Brusciano - Casal Di Principe disordini sugli spalti, ma nessuna aggressione: il verdetto ufficiale
Si chiude ufficialmente, con il Comunicato Ufficiale n. 66 dell’8 gennaio 2026, la vicenda relativa agli episodi verificatisi al termine della gara tra Città di Brusciano e Casal di Principe 81033, incontro che nei giorni successivi aveva generato ampia discussione e prese di posizione da entrambe le società.
La giustizia sportiva, esaminati gli atti e i rapporti ufficiali, ha stabilito quanto segue:
Ammenda di € 60,00 alla ASD Casal di Principe 81033,
per aver i sostenitori della squadra ospite dato luogo a disordini sugli spalti con la tifoseria avversaria, tali da determinare la temporanea sospensione della gara per 3 minuti.
Ammenda di € 60,00 alla ASD Città di Brusciano,
per aver i sostenitori locali dato luogo a disordini sugli spalti con la tifoseria avversaria, tali da determinare la temporanea sospensione della gara per 3 minuti.

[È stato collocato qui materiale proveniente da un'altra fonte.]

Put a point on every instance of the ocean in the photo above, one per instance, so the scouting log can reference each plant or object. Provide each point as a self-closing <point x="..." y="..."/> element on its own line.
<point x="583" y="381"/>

Nessuna ulteriore sanzione è stata comminata: nessuna aggressione riconosciuta, nessuna squalifica a carico di tesserati o dirigenti. Questi sono i fatti così come certificati dagli organi competenti e sanciti in via definitiva.
Alla luce di quanto emerso, la vicenda si conclude sul piano disciplinare con un provvedimento equo e simmetrico, che riconosce responsabilità condivise e circoscritte a momenti di tensione sugli spalti, senza attribuire scenari più gravi rispetto a quanto accertato ufficialmente.
Ora, con il pronunciamento definitivo della giustizia sportiva, l’auspicio è che lo sport, il rispetto reciproco e i valori fondanti del calcio dilettantistico tornino al centro del dibattito, lasciando spazio al campo, al confronto sportivo e a una cultura di partecipazione sana e responsabile.
Il movimento dilettantistico campano ha bisogno di esempi di equilibrio, dialogo e senso di appartenenza: elementi che devono sempre prevalere su ogni forma di contrapposizione.